彡 éxi

280 37 8
                                    

tanrım, eğer kabus görüyorsam, tam şu anda uyanmam gerekiyordu.

saçımın bir tutamını tutup sertçe çektim. saç diplerimde hissettiğim keskin sızı ile gözlerim kısılırken ağzımdan acı dolu bir nida çıktı. sikeyim, kabus değil!

ne ara bizim masaya yaklaştığını bilmediğim, kirpikleri uzun bir oğlan girdi kadrajıma. daha doğrusu, adımları hioriye yönelikti. "ne yapıyorsunuz, hiori?"

"at yarıştırıyoruz, rinciğim. katılmak ister misin?" hiori'den önce cevap veren bachira, sırıtarak yanağını masaya dayalı dirseğinden destek alan eline yasladı.

kaşlarım şaşkınlıkla havaya kalkarken rin dedikleri oğlana baktım. rin'in bachiranın cevabıyla hemencicik kaşları çatıldı ve laf yetiştirmeye koyuldu. hiori'nin bahsettiklerinden, kutu mevzusunda kunigami'ye yardım ettiğini biliyordum. hiori genelde rin'i ters biri olarak tasvir ettiği için daha katı birini beklemiştim.

isagi gözle görülür bir şekilde bıkkınlıkla etrafa bakıyordu. birkaç saniye sonra yan tarafımda hissettiğim hareketlilik ile odağımı rin ve isagiden çekmek mecburiyetinde kalmıştım. ben daha arkamı dönemeden, karasu'nun ağzının içinde kıkırdayarak ettiği küfürü duyar gibi oldum.

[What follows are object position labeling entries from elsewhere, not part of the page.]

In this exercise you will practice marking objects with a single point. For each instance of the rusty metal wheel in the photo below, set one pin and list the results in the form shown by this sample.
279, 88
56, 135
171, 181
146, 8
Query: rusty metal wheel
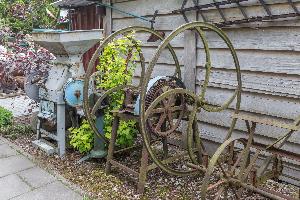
166, 116
89, 109
199, 102
229, 171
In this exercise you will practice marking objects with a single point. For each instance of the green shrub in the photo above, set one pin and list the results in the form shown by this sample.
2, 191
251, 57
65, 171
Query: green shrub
15, 131
6, 117
117, 65
82, 137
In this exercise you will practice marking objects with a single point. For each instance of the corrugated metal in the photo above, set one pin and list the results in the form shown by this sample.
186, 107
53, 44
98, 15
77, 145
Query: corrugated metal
87, 18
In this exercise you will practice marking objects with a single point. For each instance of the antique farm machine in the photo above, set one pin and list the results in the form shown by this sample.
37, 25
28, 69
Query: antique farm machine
165, 111
60, 90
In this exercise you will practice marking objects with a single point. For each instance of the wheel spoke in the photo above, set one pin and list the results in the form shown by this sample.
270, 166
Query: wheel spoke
238, 193
211, 187
220, 191
158, 110
176, 108
160, 122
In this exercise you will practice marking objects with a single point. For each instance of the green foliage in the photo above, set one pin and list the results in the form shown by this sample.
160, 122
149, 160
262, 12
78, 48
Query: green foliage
117, 65
82, 137
15, 131
23, 15
6, 117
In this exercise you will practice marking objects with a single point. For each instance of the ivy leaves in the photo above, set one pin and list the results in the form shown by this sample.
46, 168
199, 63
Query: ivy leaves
117, 65
82, 137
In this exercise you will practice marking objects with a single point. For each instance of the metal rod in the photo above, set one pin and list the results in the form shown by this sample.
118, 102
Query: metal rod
257, 19
266, 7
198, 7
293, 6
127, 13
242, 10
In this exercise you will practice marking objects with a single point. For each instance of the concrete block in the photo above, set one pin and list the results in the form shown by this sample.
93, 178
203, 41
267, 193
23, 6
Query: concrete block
7, 151
44, 147
36, 177
14, 164
53, 191
12, 186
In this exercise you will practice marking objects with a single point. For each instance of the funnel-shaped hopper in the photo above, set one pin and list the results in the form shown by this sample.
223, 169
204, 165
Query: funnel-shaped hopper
67, 43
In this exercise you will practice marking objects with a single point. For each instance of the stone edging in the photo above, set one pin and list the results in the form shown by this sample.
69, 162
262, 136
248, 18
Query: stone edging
54, 173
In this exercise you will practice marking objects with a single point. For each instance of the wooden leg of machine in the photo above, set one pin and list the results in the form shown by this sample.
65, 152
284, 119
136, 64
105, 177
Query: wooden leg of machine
165, 147
111, 148
143, 171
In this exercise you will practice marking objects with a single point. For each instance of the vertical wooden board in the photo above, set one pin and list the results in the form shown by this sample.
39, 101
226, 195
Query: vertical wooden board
190, 60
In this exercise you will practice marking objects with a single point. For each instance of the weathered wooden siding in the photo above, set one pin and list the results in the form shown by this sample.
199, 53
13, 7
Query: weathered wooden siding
87, 18
269, 55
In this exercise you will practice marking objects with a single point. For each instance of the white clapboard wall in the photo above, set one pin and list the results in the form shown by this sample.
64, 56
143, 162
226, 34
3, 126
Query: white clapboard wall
269, 55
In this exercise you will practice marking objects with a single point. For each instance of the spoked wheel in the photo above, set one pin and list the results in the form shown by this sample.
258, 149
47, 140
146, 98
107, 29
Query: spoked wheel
166, 116
230, 171
177, 161
198, 103
91, 109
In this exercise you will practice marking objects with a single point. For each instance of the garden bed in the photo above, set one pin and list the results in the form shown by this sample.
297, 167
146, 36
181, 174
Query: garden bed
90, 176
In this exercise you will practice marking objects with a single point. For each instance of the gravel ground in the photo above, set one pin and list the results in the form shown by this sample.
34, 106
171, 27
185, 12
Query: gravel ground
90, 176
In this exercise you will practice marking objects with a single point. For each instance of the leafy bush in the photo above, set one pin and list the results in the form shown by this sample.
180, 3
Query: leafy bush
14, 131
117, 65
82, 137
6, 117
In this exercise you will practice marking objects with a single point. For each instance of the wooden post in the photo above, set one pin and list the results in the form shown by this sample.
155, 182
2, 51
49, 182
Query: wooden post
107, 21
190, 62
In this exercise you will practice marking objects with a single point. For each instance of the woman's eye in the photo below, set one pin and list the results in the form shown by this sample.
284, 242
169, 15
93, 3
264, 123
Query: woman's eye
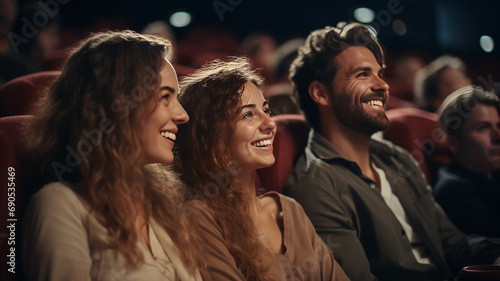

gözlerimi ve kafamı yan tarafıma çevirirken kadrajıma giren turuncu saçlı, iri bedene baktım. tırnaklarımı avucuma bastırdım istemsizce. birkaç saniye turuncu gözlere baktıktan sonra gözlerimi kaçırdım. hadi ama, hyoma! daha üç saniye oldu!

tekrar hızlıca gözlerimi ona çevirdiğimde mahcup mahcup gülümsedim. gerginliğin etkisiyle ağzımdan kelimeler istemsizce döküldü. "selam, kunigami."

"selam." sesindeki hafif tını, içime biraz su serpti. gözüm kunigami'nin yanında kalan beyaz oğlana dönerken omzumda bir el hissettim. "hey, chigiri sen olmalısın! saçların ne kadar parlak gözüküyor."

omzumdaki baskı, kulaklarımın desibeli en yüksek seviyede uğuldamasına neden oldu. tüm sinirlerim gerim gerim olurken gözlerim fal taşı gibi açıldı. yutkundum ve oraya dönmeden, bana göre, hafif yüksek bir sesle konuştum. "elini çeker misin?"

el aynı anda omuzumdan çekilirken, fark etmeden tuttuğum nefesimi verdim. sertçe yutkunurken etraftaki herkesin bana odaklandığını fark ettim. birazcık fazla sesli söylemiş olabilir miydim acaba?

"kusura bakma... etkileneceğini düşünmemiştim." evet, galiba birazcık kaba ve yüksek sesli söylemişim.

sonunda kafamı arkama çevirdiğimde mor irislerle göz göze geldim. "sende kusura bakma lütfen, bilemezdin sonuçta. ani tepki verdim." diyerek olayı toparlamaya çalıştım. "ettiğin iltifat için de teşekkür ederim bu arada."

mor saçlı çocuğun yüzündeki gerginlik ve şaşkınlık konuşmam ile hafifçe dağılırken tekrar bana ilk seslendiğindeki ses tonu ile konuştu. "ne teşekkürü, içimden geldiği için söyledim. mikage reo ben, tanıştığıma memnun oldum."

"ben de." çocuğun mutlu sesine karşılık gülümsemeden edemedim.

dikkatim reo'dan masadakilere döndüğünde acayip bir ortam olduğunu fark ettim. rin hiori'nin yanına sıkışmış, hararetli hararetli bir şeyler anlatıyordu. geriye kalanlarda, kunigaminin arkadaş grubundan diye tahmin ettiğim birkaç çocukla konuşuyordu. tam konuşmayı dinleyeceğim sırada, otoya ve karasu ayaklandı. "barou, bizimle gelsene arabaya kadar. hem şu niko'ların meselesini anlatırım sana." dedi otoya.